Comment by SR2Z 2 days ago

10 replies

I mean, sure, but I and probably 99% of other folks have a credit card set up to autorenew. This is a security problem, but not a very serious one.

stubish 2 days ago

Credit cards have expiry dates, or at least they do over here. I expect my partners domain to expire 10 years after my death, as I can only pay 10 years in advance. To many people, there are more important things to worry about (and often second thoughts after the fact).

  • koolba 2 days ago

    Why hasn’t anyone made a TLD with infinite expiration?

    The price should just be the present value of the annual fee cash flows.

    • easygenes a day ago

      Hate to say, but might actually be a legitimate use case for blockchain here. Identity provider which is responsible for being a source of truth on aliveness tied to a smart contract for paying annual registrar fees.

      Though the traditional way would just be finding a registrar which can direct debit (e.g. CSC Global or MarkMonitor) or setting up a trust account for someone to manage it for you. Or just power of attorney plus escrowed account.

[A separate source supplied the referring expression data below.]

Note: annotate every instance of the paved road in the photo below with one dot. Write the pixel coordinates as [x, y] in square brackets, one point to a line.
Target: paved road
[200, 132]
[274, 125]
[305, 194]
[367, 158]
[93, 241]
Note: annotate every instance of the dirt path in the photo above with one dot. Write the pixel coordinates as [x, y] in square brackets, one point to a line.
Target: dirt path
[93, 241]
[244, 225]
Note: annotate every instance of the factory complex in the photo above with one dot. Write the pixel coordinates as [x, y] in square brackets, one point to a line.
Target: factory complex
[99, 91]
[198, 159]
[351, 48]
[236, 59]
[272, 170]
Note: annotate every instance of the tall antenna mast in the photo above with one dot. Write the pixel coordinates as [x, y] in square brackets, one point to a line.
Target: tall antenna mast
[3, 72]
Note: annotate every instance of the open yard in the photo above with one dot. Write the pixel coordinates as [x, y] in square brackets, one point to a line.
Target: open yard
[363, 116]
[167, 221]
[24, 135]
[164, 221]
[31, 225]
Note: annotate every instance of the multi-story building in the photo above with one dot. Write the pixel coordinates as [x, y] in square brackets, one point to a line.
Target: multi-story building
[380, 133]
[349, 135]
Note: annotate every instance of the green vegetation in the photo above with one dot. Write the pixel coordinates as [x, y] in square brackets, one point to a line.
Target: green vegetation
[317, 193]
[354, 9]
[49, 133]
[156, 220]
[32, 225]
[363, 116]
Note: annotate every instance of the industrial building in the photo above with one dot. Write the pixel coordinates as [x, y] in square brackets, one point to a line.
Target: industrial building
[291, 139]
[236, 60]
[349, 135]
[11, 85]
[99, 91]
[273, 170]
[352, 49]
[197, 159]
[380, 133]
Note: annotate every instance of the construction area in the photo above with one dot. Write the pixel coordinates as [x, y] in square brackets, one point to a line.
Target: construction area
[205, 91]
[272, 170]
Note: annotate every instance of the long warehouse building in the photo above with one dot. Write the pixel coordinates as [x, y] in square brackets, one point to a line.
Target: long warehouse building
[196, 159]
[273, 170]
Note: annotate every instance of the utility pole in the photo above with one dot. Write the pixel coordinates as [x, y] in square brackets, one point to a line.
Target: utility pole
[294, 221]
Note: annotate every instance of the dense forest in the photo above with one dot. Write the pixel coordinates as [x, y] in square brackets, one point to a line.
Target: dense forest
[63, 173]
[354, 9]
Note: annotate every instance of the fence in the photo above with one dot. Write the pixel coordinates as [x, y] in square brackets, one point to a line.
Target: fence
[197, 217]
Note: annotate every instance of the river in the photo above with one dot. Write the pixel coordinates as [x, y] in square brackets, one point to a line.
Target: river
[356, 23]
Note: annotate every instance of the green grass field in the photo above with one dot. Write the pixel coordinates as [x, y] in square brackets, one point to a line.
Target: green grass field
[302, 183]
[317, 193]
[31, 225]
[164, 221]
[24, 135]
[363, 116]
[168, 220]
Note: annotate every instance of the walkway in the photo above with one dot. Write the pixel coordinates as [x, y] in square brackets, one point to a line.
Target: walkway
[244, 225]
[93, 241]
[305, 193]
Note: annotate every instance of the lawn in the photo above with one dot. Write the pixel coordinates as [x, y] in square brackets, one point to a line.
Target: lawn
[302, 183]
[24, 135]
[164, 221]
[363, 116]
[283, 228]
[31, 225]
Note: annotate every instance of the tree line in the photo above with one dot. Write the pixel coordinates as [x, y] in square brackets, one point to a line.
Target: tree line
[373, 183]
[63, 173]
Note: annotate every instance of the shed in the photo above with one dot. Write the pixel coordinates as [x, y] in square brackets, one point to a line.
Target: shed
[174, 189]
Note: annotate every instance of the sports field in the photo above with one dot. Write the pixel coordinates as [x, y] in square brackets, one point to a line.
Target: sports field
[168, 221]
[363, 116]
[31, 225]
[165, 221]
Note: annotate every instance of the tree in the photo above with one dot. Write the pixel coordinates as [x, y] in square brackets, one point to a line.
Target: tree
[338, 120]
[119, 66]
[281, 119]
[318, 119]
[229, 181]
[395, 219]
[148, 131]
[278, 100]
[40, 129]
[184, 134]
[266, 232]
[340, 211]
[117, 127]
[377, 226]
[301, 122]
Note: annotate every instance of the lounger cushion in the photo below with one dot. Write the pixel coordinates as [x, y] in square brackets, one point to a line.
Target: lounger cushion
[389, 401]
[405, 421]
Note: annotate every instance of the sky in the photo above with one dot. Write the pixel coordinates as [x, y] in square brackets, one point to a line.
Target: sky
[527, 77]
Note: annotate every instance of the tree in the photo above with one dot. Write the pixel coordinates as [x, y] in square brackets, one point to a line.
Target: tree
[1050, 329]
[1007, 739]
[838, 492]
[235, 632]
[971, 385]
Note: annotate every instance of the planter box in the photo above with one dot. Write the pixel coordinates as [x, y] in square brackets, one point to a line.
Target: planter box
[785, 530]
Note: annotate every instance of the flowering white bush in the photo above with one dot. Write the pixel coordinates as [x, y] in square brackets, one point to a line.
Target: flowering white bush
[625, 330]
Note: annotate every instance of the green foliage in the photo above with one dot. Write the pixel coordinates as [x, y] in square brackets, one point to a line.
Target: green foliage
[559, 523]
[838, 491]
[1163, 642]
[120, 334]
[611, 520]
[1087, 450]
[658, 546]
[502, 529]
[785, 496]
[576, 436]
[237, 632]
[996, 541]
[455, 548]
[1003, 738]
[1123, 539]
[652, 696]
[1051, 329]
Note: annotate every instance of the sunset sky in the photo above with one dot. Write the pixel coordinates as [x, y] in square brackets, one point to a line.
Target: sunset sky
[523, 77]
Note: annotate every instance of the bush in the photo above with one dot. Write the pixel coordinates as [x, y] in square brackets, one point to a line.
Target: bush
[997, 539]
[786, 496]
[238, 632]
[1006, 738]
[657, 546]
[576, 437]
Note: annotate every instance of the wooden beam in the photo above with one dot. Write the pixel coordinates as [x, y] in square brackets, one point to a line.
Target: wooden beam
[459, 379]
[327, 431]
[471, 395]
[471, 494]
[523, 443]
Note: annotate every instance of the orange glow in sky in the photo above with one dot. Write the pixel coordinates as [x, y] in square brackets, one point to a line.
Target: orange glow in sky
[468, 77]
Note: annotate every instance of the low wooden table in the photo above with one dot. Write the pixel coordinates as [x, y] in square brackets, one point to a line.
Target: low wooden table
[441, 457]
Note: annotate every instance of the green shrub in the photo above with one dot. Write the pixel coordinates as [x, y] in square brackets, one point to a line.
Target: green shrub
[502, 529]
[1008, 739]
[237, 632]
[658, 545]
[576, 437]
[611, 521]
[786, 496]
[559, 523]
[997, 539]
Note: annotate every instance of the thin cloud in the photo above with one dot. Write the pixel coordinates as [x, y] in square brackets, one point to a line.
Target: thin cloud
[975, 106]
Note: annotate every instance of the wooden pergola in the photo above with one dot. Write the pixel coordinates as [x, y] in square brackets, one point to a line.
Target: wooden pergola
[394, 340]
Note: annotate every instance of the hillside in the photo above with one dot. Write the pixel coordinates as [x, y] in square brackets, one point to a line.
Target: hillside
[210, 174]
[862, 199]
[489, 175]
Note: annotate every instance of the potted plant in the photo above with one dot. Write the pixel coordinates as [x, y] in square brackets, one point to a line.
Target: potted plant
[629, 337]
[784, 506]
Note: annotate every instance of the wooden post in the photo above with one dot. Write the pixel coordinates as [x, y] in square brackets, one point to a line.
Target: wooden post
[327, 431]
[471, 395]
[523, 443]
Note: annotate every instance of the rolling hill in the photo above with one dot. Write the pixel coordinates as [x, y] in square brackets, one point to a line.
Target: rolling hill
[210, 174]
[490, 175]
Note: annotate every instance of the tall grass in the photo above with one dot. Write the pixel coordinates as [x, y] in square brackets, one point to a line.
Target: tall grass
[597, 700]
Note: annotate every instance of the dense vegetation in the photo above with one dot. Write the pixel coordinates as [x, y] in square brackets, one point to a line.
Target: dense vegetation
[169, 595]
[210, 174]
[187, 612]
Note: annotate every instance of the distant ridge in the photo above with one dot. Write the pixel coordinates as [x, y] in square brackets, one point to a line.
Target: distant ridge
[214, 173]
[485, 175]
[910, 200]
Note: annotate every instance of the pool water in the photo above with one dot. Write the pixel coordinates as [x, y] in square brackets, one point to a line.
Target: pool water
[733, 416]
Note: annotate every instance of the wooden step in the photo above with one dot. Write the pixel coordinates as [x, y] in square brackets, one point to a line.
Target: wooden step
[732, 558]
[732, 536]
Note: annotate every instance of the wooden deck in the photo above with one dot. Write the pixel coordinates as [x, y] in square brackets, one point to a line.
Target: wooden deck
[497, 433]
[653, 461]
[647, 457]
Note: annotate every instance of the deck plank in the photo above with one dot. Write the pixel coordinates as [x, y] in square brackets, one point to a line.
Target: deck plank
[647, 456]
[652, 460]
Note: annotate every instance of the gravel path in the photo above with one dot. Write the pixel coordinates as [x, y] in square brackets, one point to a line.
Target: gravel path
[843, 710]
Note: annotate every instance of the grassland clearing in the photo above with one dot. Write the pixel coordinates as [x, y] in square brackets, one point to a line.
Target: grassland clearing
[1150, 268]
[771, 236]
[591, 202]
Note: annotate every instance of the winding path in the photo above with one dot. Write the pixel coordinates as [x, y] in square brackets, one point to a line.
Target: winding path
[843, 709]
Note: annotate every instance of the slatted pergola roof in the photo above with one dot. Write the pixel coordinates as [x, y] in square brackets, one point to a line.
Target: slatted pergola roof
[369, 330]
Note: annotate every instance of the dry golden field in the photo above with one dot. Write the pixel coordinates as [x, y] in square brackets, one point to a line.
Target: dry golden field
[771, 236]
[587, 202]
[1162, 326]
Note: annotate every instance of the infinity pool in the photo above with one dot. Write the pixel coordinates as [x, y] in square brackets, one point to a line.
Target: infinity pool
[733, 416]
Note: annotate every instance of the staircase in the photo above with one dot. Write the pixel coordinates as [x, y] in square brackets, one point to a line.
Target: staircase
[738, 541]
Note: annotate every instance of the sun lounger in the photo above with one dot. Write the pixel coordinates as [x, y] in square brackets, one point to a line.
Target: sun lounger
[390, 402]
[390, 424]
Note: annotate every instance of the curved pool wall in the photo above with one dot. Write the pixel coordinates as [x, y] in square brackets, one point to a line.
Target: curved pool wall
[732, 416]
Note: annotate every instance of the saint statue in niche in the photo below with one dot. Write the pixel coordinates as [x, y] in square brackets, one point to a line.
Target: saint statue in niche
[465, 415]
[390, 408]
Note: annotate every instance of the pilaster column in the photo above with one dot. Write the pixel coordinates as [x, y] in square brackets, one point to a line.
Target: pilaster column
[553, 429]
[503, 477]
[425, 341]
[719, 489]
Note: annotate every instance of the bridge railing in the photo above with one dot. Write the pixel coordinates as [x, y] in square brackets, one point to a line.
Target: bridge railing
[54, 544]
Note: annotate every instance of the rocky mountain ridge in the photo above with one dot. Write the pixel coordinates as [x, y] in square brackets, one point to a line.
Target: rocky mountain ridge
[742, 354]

      • palata 4 hours ago

        Apart from cryptocurrencies, I don't think that there are any legitimate use-cases for blockchain.

        Then the question is whether we want cryptocurrencies or not (I don't).

    • pyrolistical 2 days ago

      I don’t get it, example?

      • neongreen 2 days ago

        A promise of money in the future is worth less than getting this money now. Present value (PV) here would be - how much you would pay now to get $X after T time.

        Turns out that sum of PV($X in 1 year) + PV($X in 2 years) + … converges even though the series is infinite. Look up “perpetual bonds”.

        The value of $10 paid annually forever is probably $200-500 depending on [things].